Now a Professor Emeritus in the Department of Theatre and Film at UBC, he holds a Founder’s Ring (and the position of Master Teacher) with Shakespeare & Company in Lenox, Mass, and has been recently appointed Text Consultant with both Seattle Shakespeare and the newly founded Whole Actor Enterprise in California. He is/has been a guest faculty member at more than two dozen professional theatre schools in England, U.S.A., and Canada, and has acted with the Citadel Theatre in Edmonton, The (Ontario) Stratford Festival, and Shakespeare Santa Cruz.
In the world of professional Shakespeare he has acted in fifteen of the plays, directed twenty-five, and coached them all many times over.
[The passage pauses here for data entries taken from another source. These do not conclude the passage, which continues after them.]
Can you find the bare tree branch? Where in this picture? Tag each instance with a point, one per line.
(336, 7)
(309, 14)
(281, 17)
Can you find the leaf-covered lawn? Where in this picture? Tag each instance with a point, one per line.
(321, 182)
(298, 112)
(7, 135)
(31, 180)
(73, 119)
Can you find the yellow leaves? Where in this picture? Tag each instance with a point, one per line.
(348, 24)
His groundbreaking work in using the first printings of the Shakespeare texts in performance, on the rehearsal floor and in the classroom has led to lectures at the Shakespeare Association of America and workshops at both the Association of Theatre in Higher Education and the Voice and Speech Teachers Association, and grants/fellowships from the National Endowment for the Arts (USA), The Social Science and Humanities Research Council (Canada) and York University in Toronto.
His book on how to use the original scripts, Shakespeare’s First Texts, is now in its second printing, and in addition to the thirty-six individual First Folio Editions (annotated versions of the 1623 First Folio in modern print) and the large 1200 page Applause First Folio of Shakespeare he has completed a new set of thirty-six texts (The Rhythm Texts) exploring the poetic rhythms in Shakespeare plays, setting them down on paper in a way to be of immediate use for both the theatre practitioner, as well as the scholar, teacher, student, and general reader and three separate audition books under the general rubric Once More Unto The Speech Dear Friends containing 900 speeches in annotated side by side modern and First Folio format with a comparative commentary.